Well, if what makes a doughnut a doughnut is the hole in the middle, then what about the dough balls made from these holes? Aside from just seeing them as leftover ‘doughnut holes‘, one can simply shape the dough directly into balls and make more elegant-sounding beignet (recipe here).

Below are the two recipes grandmother copied into her notebook. The first is for choux pastry-style doughnuts, The second set of ingredients doesn’t include eggs and therefore can’t be for choux pastry. You’ll need to improvise your own cooking method there.
Doughnuts 2

Rose Syrup

These two pages are most interesting in terms of dating my grandmother’s notebook, and reveal that grandma was making notes in here well before December 1957 as I had earlier assumed.

On the first page, you’ll notice notations made at at least three or four different points in time: the original recipe in blue-black ball point pen, revisions and the date of this recipe in pencil (I’m not sure what the pencilled numbers represent), then in blue ball point pen ink, going over the pencilled date as well as a “P.T.O” note (referring to the second page on Rose Syrup), and finally a half-dried out pink felt pen used to underline the title.
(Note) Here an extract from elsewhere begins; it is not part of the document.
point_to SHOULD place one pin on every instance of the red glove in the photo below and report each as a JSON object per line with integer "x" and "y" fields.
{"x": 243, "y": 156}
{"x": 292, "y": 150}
The same blue ball point pen has been used to write part of the second Rose Syrup recipe, and the same pink marker to highlight this recipe as well.

The first page gives the full recipe, and the second provides the recipe in two alternative quantities. You can tell which version my grandmother preferred from the pink markings :).

My memories of rose syrup go back to the visits I used to make to my great-grandmother (grandma Nice’s mother) before she passed away when I was six years old. Each time, I was inevitably given a drink of rose syrup in cold water, I don’t remember ever drinking anything else in her home :). I seem to recall the commercially-packaged bottle of rose syrup, so I doubt it was a homemade version as in this recipe.

These days rose syrup isn’t a common household drink anymore, with modern kitchens taken over by commercial ‘fresh’ fruit juices and soft drinks. However, rose syrup is still familiar to us in the form of Bandung, which is rose syrup in milk, and commonly sold at hawker centres.

Cochineal is a red food dye obtained from the cochineal insect. Although it is a natural colouring that has been used for centuries (spreading out from cochineal’s native South and Central America via colonial routes) and is still the main source of red colourings in today’s food industry, cochineal has been found to cause a range of allergic reactions in some people, from simple itching skin to life-threatening anaphylatic shock.